If You’re Over 40, Chances are You Have Presbyopia
- Posted on: Aug 15 2019
With age may comes certain perks — wisdom, experience, discounts on some stuff. But with it comes an assortment of unwanted issues with your body: wrinkles, joint pain, age spots, even cataracts.
And, for most people when they pass the big 40th birthday, usually presbyopia.
Presbyopia is a natural consequence of the aging of your eyes. Presbyopia is not a disease; it is the loss of the eye’s ability to change its focus in able to see objects that are near. You can’t run as fast as you did when you were 20. Now you can’t see as well. It generally starts to appear at the age of 40 in most people.
When young, the lenses in your eyes are soft and flexible. They change shape easily, which is how you focus on objects both up close and far away. But, after you turn 40, those same lenses become less flexible, more rigid (your children would say, “Like your viewpoints!”). They can’t change shape as easily as they did in your younger days, so it becomes much more difficult to see things at close range, such as when reading. Just about everyone develops presbyopia.
Presbyopia is often confused with farsightedness (hyperopia), but the two are different conditions. When the lens of the eye loses flexibility with age, that is presbyopia. When the natural shape of the eyeball (the eye is shorter than normal or has a cornea that is too flat) causes light rays to bend incorrectly once they enter the eye, that’s hyperopia. The results of the two conditions are similar — inability to see up close without correction — but hyperopia can be present at birth, while presbyopia is caused by age. Plus, hyperopia often has genetic tendencies, while presbyopia is common throughout the population.

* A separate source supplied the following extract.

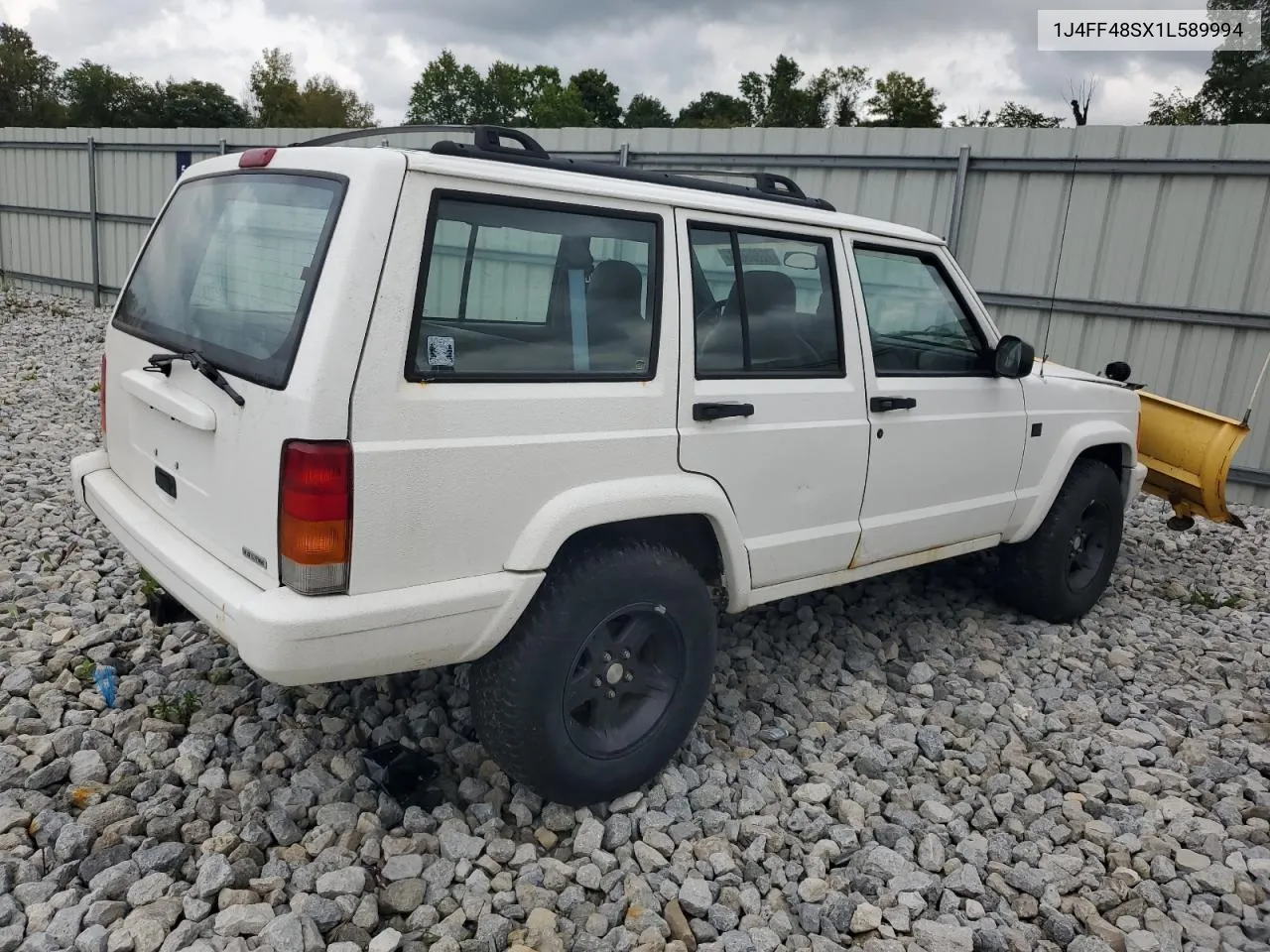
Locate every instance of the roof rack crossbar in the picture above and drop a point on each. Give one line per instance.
(488, 145)
(766, 181)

If you’re over 40 you already know the symptoms. When reading a menu, you need to hold it away at arm’s length. If you do close work, such as reading or computer work, you get headaches or eyestrain.

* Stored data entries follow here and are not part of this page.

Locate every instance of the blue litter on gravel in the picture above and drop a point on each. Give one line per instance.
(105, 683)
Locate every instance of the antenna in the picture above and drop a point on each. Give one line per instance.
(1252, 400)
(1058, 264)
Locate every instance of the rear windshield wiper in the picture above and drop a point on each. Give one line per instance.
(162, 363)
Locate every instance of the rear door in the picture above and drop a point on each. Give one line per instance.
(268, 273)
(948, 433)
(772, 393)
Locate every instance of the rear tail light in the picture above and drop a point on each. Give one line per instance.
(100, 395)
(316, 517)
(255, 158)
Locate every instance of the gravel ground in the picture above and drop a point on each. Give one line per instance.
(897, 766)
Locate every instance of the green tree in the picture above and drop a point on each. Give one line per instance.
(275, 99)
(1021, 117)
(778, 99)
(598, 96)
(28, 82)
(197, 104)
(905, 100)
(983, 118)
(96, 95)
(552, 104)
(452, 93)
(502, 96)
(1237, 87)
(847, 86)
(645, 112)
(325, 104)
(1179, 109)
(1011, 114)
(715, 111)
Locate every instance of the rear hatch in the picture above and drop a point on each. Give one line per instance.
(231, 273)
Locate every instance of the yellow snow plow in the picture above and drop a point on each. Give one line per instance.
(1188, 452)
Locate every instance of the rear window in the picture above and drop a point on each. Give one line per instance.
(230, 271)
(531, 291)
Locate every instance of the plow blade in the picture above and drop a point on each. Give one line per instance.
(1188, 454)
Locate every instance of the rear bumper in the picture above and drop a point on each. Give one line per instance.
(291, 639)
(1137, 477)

Presbyopia cannot be cured, but it can be easily corrected. Most people simply opt for standard drugstore reading glasses, having a few pairs around the house wherever they may need to do some reading. You can also opt for bifocals, even conductive keratoplasty.

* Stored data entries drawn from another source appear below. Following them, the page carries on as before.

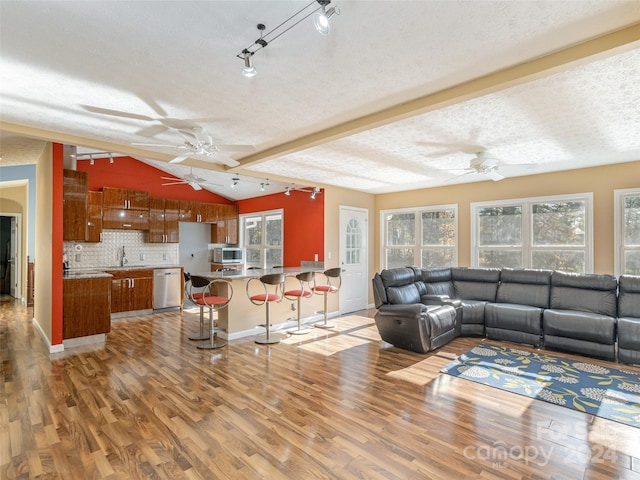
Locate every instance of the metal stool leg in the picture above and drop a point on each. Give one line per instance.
(325, 324)
(213, 341)
(203, 335)
(300, 330)
(267, 338)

Newer intraocular lenses, called multifocal IOLs, can correct for presbyopia in addition to replacing the cataract-clouded natural lens. This can completely remove the need for any type of glasses for many people.
You’re not alone in having trouble adding up your scorecard after a round of golf, unless you have your readers in your golf bag. It’s just presbyopia, and it’s just a part of aging.